Sunday, July 19, 2009

LTE user plane

Questions. More questions!

This time focus in on LTE user plane and SGW load balancing. Picture this. eNB, MME and SGW. Control plane between MME and SGW, User plane between eNB and SGW controlled by MME. Perfect.

SGW : How many interfaces does an SGW have. When I read about ALU bringing in LTE device (ALU 7750) I went and checked out their website. Read here. A SGW is going to be a blade which will sit in a 7750 router. So is the case with Cisco. When I say a blade, how many interfaces will that blade have? Next how many blades can sit in a device? And how will the blades be controlled? Each blade will have its own software to control?

More elaboration: MME sends out a create session request to SGW. It picks up the SGW from SGW selection function. So a create session request will be sent to a particular SGW. Particular SGW mean a "Particular IP". Now SGW may respond to request with a Create Session Response. Note that Create Session response has FTEID of SGW, where in SGW can send information about another blade of SGW that is another interface, if it exists. That way SGW can balance the load? Say if 7750 has 10 SGW blades, then how will this load balancing be done. One main interface and having several other interfaces? How are all these blades controlled? Because there has to be a TEID mapping.

User Plane: When we say user plane is segregated from control plane, what do we mean here. Is user plane traffic going to hit the same interface of SGW where control plane is established. If yes, how good is this implementation? Again same question, if there exists multiple blades how are they controlled?

Below find SGW with little boxes which are nothing but blades. Will the blades be controlled by master software running on SGW or will there be a software for each blade. Say if two blades have to communicate how will they do it?


user_plane.jpg

How it started: I am working a product which is supposed to test SGW. As there is no SGW available to test dev guys gave us a dummy implementation of SGW. Here both user plane and control plane traffic hit the same interface. I decided to write my own SGW. The problem is my SGW runs on a linux box and I wrote only control plane communication. After control data is supposed to flow. I noticed that data was hitting the same interface where control plane was established. Thats where my quest for separating the data and user plane began.

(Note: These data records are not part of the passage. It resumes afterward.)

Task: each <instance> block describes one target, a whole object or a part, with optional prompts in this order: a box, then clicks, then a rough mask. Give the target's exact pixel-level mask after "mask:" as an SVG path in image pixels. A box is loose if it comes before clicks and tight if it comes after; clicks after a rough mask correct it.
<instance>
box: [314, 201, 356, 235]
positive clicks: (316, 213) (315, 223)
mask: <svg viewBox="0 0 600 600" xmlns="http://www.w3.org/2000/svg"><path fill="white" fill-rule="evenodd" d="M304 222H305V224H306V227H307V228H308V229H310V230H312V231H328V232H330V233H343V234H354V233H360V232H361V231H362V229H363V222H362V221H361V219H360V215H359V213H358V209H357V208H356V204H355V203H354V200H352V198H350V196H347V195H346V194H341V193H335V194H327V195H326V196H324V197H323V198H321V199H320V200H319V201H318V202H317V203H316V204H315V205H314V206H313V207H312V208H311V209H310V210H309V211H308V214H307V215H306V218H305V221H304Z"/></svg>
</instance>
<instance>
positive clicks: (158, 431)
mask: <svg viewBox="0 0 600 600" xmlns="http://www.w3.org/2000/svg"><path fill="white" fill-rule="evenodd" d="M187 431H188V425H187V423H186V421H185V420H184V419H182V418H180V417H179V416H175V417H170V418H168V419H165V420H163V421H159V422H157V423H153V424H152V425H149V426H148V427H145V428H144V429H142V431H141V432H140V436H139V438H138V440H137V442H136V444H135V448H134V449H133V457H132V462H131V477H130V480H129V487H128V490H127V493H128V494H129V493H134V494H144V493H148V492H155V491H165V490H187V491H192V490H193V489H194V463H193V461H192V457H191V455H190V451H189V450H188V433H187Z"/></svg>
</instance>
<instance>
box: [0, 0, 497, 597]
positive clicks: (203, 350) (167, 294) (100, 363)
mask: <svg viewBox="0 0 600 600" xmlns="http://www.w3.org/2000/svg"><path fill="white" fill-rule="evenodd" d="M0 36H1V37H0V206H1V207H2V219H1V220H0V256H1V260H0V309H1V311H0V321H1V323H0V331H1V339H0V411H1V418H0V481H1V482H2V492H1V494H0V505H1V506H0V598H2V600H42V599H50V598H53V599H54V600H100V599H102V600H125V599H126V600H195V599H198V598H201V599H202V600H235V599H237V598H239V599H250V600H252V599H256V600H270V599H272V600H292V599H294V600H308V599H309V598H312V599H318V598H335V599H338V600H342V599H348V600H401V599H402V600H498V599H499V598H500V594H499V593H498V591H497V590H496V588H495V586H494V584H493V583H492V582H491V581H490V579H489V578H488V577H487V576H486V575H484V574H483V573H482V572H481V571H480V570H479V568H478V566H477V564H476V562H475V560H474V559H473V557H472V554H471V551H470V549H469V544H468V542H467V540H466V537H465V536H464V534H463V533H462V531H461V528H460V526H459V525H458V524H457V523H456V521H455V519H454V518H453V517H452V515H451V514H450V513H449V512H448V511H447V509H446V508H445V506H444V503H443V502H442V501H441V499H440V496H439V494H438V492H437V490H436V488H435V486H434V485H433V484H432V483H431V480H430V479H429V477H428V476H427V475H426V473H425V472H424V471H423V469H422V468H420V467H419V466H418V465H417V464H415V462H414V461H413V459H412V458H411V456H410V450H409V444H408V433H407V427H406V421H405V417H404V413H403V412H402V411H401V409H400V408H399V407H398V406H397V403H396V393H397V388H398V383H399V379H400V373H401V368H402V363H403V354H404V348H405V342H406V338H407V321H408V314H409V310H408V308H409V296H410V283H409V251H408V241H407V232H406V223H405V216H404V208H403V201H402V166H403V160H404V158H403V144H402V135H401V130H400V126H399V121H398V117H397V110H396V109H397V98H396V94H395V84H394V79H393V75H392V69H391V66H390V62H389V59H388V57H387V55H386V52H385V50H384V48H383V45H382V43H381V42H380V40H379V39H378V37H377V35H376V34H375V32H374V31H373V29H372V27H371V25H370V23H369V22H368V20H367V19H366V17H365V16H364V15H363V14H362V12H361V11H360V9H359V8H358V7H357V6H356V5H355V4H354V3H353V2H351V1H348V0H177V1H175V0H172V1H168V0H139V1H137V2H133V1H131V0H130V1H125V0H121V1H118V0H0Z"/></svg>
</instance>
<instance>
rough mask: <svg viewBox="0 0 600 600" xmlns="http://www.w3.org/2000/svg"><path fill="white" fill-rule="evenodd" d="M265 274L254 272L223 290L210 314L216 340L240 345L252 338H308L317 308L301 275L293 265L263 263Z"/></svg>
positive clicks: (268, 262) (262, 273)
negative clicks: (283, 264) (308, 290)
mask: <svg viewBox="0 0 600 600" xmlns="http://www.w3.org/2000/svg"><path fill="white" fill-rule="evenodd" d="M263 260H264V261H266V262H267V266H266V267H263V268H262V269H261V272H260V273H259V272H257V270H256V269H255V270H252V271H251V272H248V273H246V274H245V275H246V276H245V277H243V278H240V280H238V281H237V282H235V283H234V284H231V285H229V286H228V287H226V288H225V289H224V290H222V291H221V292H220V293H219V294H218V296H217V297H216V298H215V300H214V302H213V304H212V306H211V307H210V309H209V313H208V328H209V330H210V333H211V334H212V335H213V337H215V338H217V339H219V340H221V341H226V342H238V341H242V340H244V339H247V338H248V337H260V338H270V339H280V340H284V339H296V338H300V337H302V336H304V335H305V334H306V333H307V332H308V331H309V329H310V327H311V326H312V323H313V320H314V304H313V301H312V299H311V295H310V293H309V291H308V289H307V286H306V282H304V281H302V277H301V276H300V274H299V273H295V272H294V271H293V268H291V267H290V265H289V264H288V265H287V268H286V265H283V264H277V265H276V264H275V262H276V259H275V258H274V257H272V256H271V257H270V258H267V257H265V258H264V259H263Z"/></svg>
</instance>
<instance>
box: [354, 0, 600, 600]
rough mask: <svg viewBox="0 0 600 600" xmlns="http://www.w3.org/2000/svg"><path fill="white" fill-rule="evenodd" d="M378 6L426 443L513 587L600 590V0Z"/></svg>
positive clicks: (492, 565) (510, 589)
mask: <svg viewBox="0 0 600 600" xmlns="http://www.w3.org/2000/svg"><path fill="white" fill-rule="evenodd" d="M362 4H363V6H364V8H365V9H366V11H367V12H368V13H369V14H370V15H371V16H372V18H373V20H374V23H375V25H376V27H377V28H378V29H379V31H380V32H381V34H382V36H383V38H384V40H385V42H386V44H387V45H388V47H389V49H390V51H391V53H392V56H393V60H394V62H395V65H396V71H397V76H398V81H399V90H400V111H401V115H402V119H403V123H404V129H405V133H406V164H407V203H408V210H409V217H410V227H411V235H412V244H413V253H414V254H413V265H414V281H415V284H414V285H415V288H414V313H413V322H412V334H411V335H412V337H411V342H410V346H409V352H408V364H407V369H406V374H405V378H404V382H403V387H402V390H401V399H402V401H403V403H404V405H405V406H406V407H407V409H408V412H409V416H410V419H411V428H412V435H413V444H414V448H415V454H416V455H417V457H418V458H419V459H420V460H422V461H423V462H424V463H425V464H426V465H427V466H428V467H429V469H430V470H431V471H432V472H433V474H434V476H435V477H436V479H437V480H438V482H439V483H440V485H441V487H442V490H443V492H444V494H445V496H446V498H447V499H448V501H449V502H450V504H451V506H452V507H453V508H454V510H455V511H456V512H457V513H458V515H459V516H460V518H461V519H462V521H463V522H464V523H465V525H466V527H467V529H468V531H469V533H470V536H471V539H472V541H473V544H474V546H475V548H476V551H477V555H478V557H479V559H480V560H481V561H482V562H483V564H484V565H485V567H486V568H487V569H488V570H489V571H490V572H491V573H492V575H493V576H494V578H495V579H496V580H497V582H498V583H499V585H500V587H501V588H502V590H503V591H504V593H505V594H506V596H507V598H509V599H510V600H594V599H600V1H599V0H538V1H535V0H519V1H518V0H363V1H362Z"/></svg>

Folks any clue on how it is done? I really want to know how is the SGW made. Your reply's are appreciated and greatly welcomed.

8 comments:

Chris said...

Hi,
What may happen is that the MME may initally signal to the SgW via a VIP Address (1 address). The SgW will respond will an appropriate address for the User Plane connection, which would be one of the IP address's of the blades.
My experience with 2G / 3G GTP is there is nornally one IP address for signalling (GTP-C) and multiple address's for Payload (GTP-U). Nornally the multiple IP's for payload correspond to different boards in the platform.
I would expect GTPv2 is fairly similar.

Chris

Santosh Dornal said...

Thanks for the clarification Chris!

User plan traffic hitting other IP address in blade makes sense. Else the device might be choked up.

Anonymous said...

Hi,
Is there a possibility for MME to be connected to multiple SGWs or many MMEs connected to one SGW?? Which of the following mappings fits in the real core network?

MME-->SGW
one-to-one
one-to-many (as per my assumption, no)
many-to-one
many-to-many (as per my assumption, no)

Pls let give ur input.

Thanks,
P

Santosh Dornal said...

I dont see any problem with Many to many, atleast spec doesnt say it "cant"be done(SGW selection function). But in the real world implementation it wouldn't be a great idea to deploy the mesh.

The most ideal scenario for me is many MME's talking to one SGW.

Manish Panchmatia said...

Yes I agree with Santosh, Many MME to one S-GW is most likely implementation.

I agree with Chris also, C-plane and U-plane both have different IP addresses and yes GTPv2 also has provision to communicate those addressed via FTEID for user plane and FTEID for user plane. Load balancing module will assign different user plane IP address (FTEID) to different session. Even for control plane one blade (IP address) can be dedicated for initial Create Session Request. After that rest of all GTPv2-C messages can be directed to different blade(s) for control plane load balancing by replying C-FTEID in Create Session Response.

Regards and Keep Smiling
Manish
http://layers7.blogspot.com

Santosh Dornal said...

Yes Manish! What you guys say seems to be very logical and practical. Thanks again.

M. kishore said...

Hi,

How enodeB select MME, 24.301 spec says using Load balancing with in the MME pool area can select mme. But how enodeB knows which MME having high capability or low capability. The capability relatively change with in MME pool area.

Santosh Dornal said...

Hi

eNB doesnt do load balancing. Practically speaking one eNB is connected to not more than 2 MME's. Load balancing is done on the MME.